グローバライゼーションが促進するコモディティ化と日本のものづくり

日本のものづくりへの危機感
最近、製造業を中心に様々な企業を訪問してお話を聞く機会をいただいている。その中であらためて感じているのは日本の製造業のアドバンテージがその価値を低めている点だ。消費の場も生産の場も中国を中心とした新興国に大きくシフトしている。中小を含む日本の製造メーカーの多くが、やむなく、生産拠点を海外にシフトしている。あるいは、日本国内生産にこだわるメーカーはその立脚点をどこに持てるかに苦慮している。

6・7分のモノが席巻する世界市場
中国等の新興国を中心とした市場拡大に、全世界が意識を集中している。少し前まで、コンピューター、薄型テレビといった電子機器は、その時代の先端的な技術をベースとして商品化されつづけてきた。
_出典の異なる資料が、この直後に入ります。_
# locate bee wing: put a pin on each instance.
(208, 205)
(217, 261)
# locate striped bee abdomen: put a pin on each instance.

しかし、今、多く求められているのは、その最先端ではなく、6割・7割の技術で実現される。安く、そこそこの製品たちだ。文句が出ない程度のクオリティ・デザインと買いやすい価格。そのバランスこそが競争力の源泉となっている。

しかし、その、レベルに於いて、日本企業のアドバンテージは殆ど無い。日本やヨーロッパから製造機器を購入して、安い人件費で製造すれば問題無く供給できるレベルのモノがその市場での主流派だ。対して、日本企業がアドバンテージを持てるのは、山の頂に近い七合目以上の部分での競争だ。しかし、市場の世界化はその領域を、相対的に矮小化してしまった。新興国の市場化によって、山のボリューム自体が拡大し、そこへの対応に世界中の企業と消費者の意識は注がれている。

コンピューター、薄型テレビ、自動車、半導体・・・・ 日本の得意分野だった市場が、グローバライゼーションの進展の中でどんどんとコモディティ化している、そして、中国や新興国のメーカーの得意領域となっている。

頂上技術・意識のマーケティングが必要
日本企業は海外に出て現地化する。その流れはもはや止められてない。しかし、日本ならではの強みをどこで担保するのか。日本の山の頂を目指す様な意識・技術と人材をどこで活用するのか。その展望と戦略が今問われている。先端的なものがその価値を弱める中、その価値を輝いて見せること、それを活かす場の定義・創造が求められている。アンチ・コモディティを実現するマーケティングの時代がこれからやってくる。